The opioid epidemic: how to help people with addiction

December 28, 2016

Maybe you have seen signs of an opioid addiction: empty prescription bottles, needle marks on an arm, or money gone missing and unexplained.

What steps can you take if a family member or friend is struggling with an addiction?

If you strongly suspect an addiction is present, Jennifer Faringer, director of the National Council on Alcoholism and Drug Dependence-Rochester Area, suggests having a “carefrontation” with the person. One way to do this is to present your concerns and to listen nonjudgmentally — and don’t be deterred if the person has an explanation for unusual behaviors.

“Addiction is typically a disease of denial,” Faringer said. “Say to the person, ‘Let’s go get a drug evaluation for our peace of mind.’ ”

A person may also be referred to treatment via Drug Court or through another connection with the legal or criminal justice system.

Here are some steps you can take to help:

Be honest about the addiction with the person’s primary care provider. An opioid addiction is an illness that can be treated, and treatment can start with a referral from your primary care provider. Authorize the release of treatment records to the provider. Medical and dental providers need to know about addiction histories when they prescribe medication and perform procedures.

Research different forms of treatment available. Treatment options, explained in depth at this website, include detoxification during the three-to-five day withdrawal period, inpatient treatment programs, outpatient programs and residential programs. Some treatment programs use medications to assist. There are also some programs that are for specialized populations, such as veterans, adolescents and the elderly. For instance, Lifespan has a geriatric addictions program; call (585) 244-8400.

If someone is overdosing or is in immediate danger, call 911. Good Samaritan laws in New York protect those who call to report an overdose from prosecution for misdemeanor drug possession.

If the person is covered by your insurance, find out what benefits you have. Call your insurance company to find out if you need a prior authorization or referral, and if you need to choose an in-network provider.

Know your rights. It is illegal in New York State for insurance companies to tell patients they must fail first at outpatient treatment before the company will pay for inpatient treatment; if this happens, file a complaint with the state Department of Financial Services. Insurance customers can also appeal if an insurance company denies coverage for treatment on the grounds that it is not medically necessary.

As loved ones leave treatment, help them build a new life away from triggers and temptations. For instance, consider minimizing alcohol and gambling around a person who has struggled with addiction. Help those in recovery find employment and housing away from people and places that trigger the addiction.
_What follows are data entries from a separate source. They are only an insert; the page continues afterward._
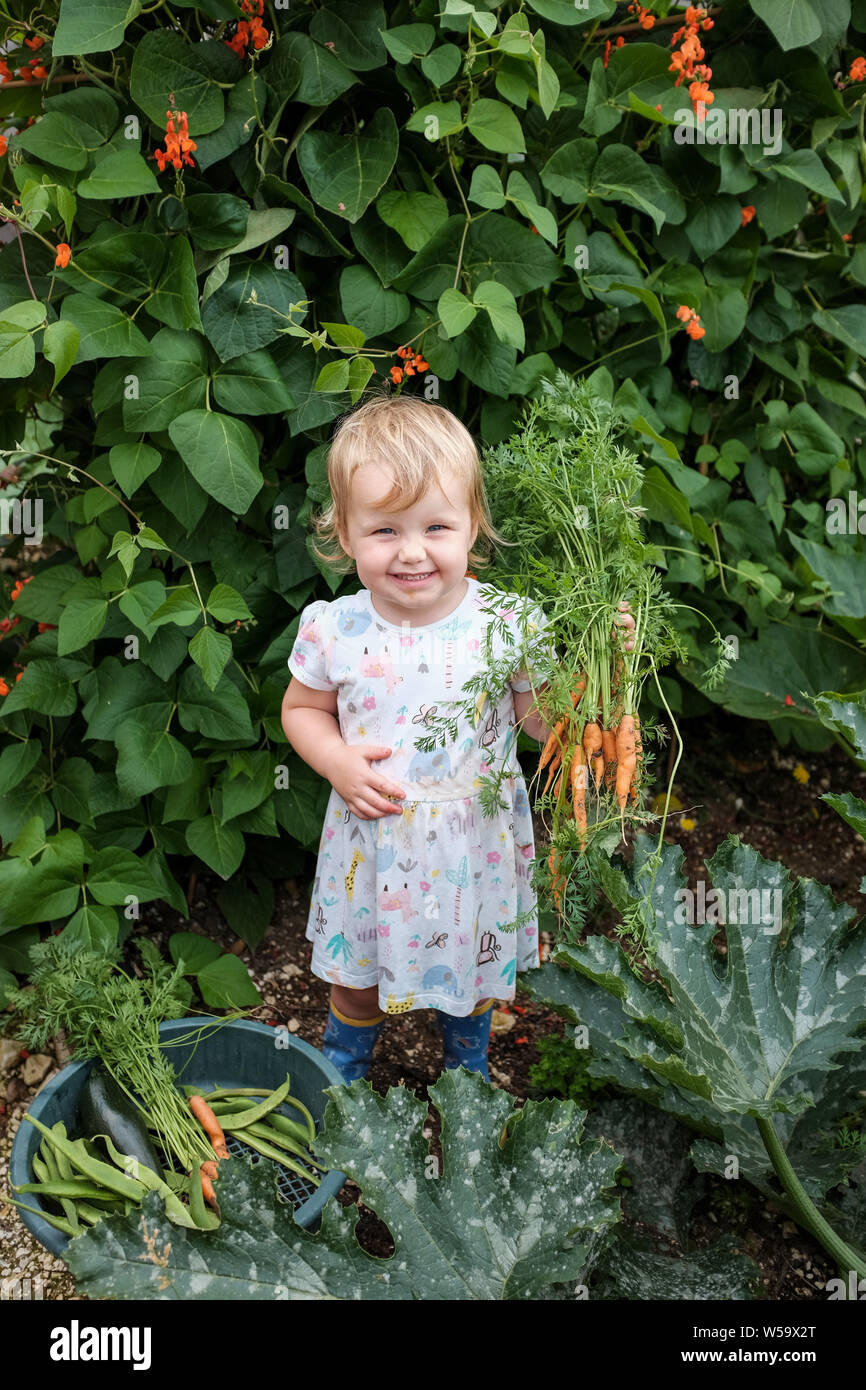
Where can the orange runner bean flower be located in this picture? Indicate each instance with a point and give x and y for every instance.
(250, 29)
(177, 143)
(692, 323)
(687, 61)
(642, 15)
Clean out your medicine cabinet. Stolen medicine is regularly sold to those who are addicted. Remove unused prescription medication from medicine cabinets and properly dispose of it. Monroe County’s pharmaceutical waste disposal collection schedule is here.
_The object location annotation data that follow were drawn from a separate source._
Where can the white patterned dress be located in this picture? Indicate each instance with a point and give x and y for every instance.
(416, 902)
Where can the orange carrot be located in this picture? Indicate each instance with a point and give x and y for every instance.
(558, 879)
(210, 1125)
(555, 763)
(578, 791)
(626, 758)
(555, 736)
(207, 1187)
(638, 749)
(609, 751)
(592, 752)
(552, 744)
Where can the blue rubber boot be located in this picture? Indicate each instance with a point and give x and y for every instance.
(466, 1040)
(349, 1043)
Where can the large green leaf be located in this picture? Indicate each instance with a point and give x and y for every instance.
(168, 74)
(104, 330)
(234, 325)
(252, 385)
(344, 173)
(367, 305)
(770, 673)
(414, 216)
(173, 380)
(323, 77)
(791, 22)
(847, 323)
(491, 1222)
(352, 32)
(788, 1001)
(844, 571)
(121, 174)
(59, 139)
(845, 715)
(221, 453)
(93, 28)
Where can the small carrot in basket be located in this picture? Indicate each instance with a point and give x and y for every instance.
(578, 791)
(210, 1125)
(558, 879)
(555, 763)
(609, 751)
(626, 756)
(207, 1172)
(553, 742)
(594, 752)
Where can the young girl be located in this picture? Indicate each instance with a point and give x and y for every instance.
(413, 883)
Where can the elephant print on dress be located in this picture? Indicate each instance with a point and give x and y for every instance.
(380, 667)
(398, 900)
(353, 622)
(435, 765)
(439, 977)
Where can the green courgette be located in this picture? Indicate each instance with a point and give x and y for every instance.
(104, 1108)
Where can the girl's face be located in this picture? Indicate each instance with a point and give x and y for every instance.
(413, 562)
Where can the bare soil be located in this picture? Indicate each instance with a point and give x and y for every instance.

Connect with others. Help is available from the Monroe County Recovery Support Navigator, a new free resource with family navigators and peer advocates. Families can call (855) 778-1200 and individuals struggling with addiction can call (855) 788-1300. There’s also the Families Recover Together support group. Register here.
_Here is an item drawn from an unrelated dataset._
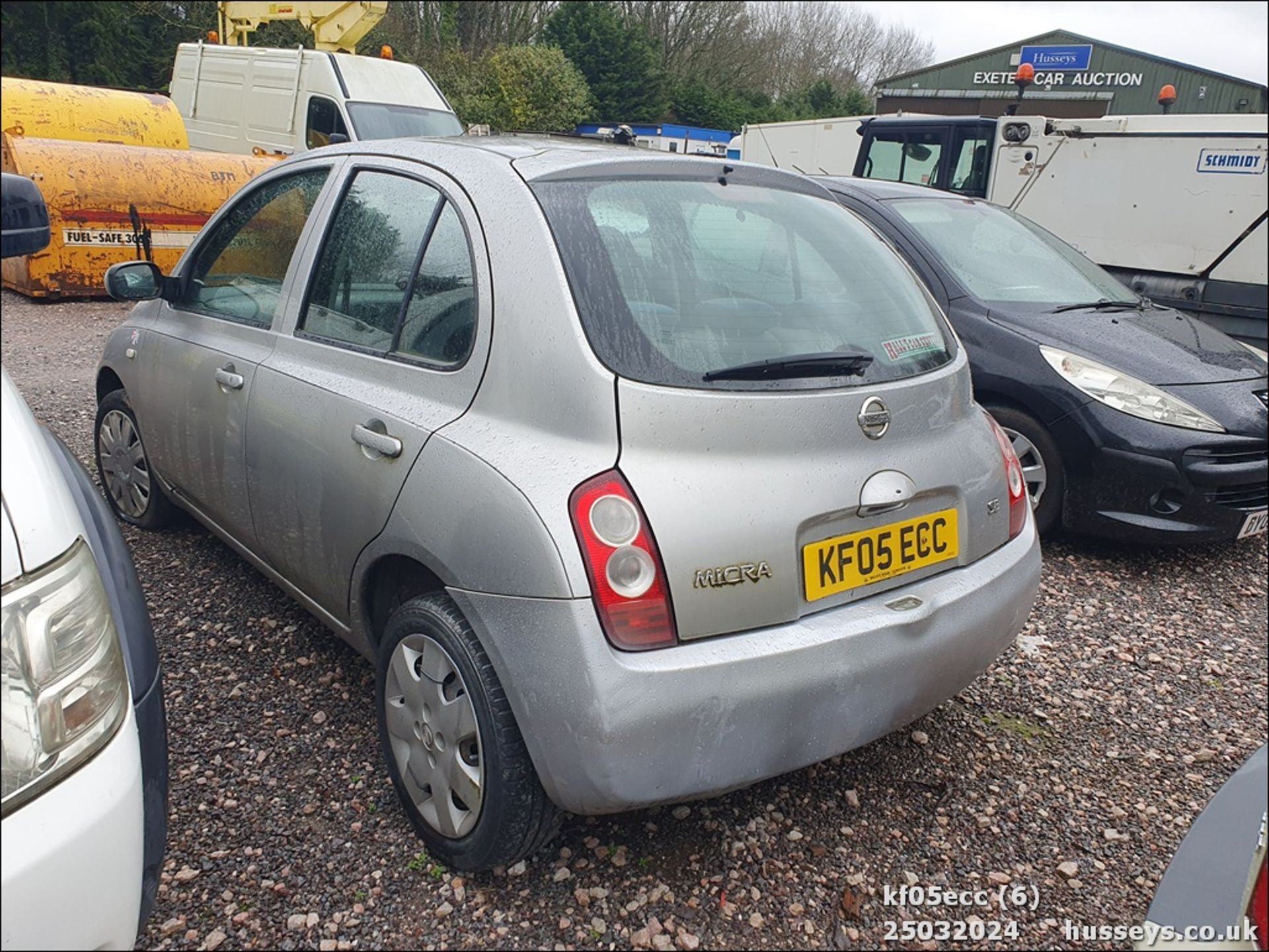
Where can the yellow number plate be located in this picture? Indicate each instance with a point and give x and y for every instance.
(872, 556)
Learn how to administer Narcan (naloxone). Anyone over the age of 18 can be trained in administering naloxone, which reverses an opioid overdose. Naloxone is available from large-chain pharmacies in the state without a prescription, and there are also free training sessions at several locations in the community. Find out more at here.

Finally, have compassion. Treatment advocates stress that relapses are part of the lifelong process of recovery. “I think it’s important for folks to have compassion for themselves and for the person that they love,” said Elizabeth Kingsley Curran, director of admissions at East House. “Addiction impacts everyone. It’s important to know that there’s hope and that people are very resilient.”